L. Kelly Reed
ID
O’Connor, C. & Weatherall, J. O. (2019). The misinformation age: How false beliefs spread. Yale University Press. Retrieved March 2, 2021, from http://ezproxy1.lasierra.edu:2077/ehost/ebookviewer/ebook/bmxlYmtfXzE5NDgwNTZfX0FO0?sid=30b28429-5f68-4ce7-9065-ffa857726b79@pdc-v-sessmgr02&vid=0&format=EK&rid=1
Summary
This book was fascinating to me, exploring in a very objective, scientific way how and why “fake news” actually spreads throughout the populace, becoming acceptable to and accepted by not just the public but scientists and media reporters, those who we often think “should know better.” Even more impressive is that this information is presented in a rather nonpartisan manner. The explanations and methodologies that are explained make sense and should be politically inoffensive to pretty much all readers, no matter which side of the American political aisle they might tend to lean. Some of the more specific examples, stories of fake news spreading in the past, are likely to trigger some readers with particularly extremist views, but that sort of reader is never going to be swayed by anything with even the faint odor of objective logic to it, so the authors’ choices of anecdotes doesn’t bother me in the least, and they are highly instructive.
The logical throughline of this text is the establishment and gradual complexification of a logical system of communication and influence. This system begins with only scientists doing scientific research and influencing each other with the results of their honest pursuits of truth. In such a simplified system, the results would naturally tend toward all participants gradually proving and accepting the best, most logical and objective results as experimentation over time proves what the best decisions are on any given scientific inquiry. However, the world is no longer this simple. At level two, propagandists (and/or industries) enter the system with their agendas and influence certain scientists, with the intent of supporting one bias or another, rather than seeking actual objective and scientific fact. As if that’s not complex enough, at level three, reporters also enter this system, with their own flaws and biases, and even those with the purest intentions can become vectors for disinformation, depending on how much they are influenced by industrial propaganda and how much influence they themselves exert on ongoing scientific studies.
Evaluation
I absolutely and strongly recommend this book, especially to librarians and even more especially to academic librarians who will be in a position to advise many university students (as well as university professors, frankly). The ability to detect and attempt to mitigate the effects of fake news in our modern society is a skill that is becoming more and more necessary by the year, perhaps by the month.

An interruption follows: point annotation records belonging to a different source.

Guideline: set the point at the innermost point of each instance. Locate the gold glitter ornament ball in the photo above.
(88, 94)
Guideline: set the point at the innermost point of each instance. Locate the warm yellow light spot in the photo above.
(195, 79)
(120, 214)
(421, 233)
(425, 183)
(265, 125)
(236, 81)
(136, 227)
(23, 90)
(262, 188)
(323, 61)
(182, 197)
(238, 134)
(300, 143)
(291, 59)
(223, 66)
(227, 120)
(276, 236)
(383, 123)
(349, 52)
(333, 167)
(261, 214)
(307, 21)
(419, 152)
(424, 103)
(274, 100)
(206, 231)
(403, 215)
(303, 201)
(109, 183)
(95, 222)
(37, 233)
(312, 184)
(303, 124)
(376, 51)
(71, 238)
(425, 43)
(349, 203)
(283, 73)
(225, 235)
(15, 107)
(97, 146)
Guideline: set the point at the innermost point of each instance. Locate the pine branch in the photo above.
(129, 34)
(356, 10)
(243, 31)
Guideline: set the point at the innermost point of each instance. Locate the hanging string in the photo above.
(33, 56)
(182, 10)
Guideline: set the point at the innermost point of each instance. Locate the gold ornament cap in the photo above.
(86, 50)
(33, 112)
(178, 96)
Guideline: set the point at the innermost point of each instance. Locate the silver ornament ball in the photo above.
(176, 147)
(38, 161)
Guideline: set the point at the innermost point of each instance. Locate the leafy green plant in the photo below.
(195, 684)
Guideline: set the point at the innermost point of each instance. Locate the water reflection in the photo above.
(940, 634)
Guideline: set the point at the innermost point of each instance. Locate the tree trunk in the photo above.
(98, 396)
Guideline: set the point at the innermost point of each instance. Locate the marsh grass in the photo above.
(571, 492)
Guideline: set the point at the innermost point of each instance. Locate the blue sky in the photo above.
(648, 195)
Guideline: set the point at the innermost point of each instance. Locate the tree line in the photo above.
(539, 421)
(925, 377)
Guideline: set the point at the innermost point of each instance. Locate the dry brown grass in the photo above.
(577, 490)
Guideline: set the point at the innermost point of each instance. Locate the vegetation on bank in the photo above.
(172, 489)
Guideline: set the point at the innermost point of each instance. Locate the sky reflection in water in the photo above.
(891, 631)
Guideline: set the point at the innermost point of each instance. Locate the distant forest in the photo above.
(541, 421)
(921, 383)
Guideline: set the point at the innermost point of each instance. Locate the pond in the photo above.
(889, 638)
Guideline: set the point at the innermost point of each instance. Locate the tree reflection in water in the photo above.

All university students and faculty should be especially aware of the points being made in this text, perhaps especially communications students who are planning to go on and soon become journalists, who will have to be even more rigorous in their dealings with propaganda and with the inevitable political and industrial influences in the modern world. Everyone could stand to be better informed, and librarians should be on the front lines of the battle against ignorance.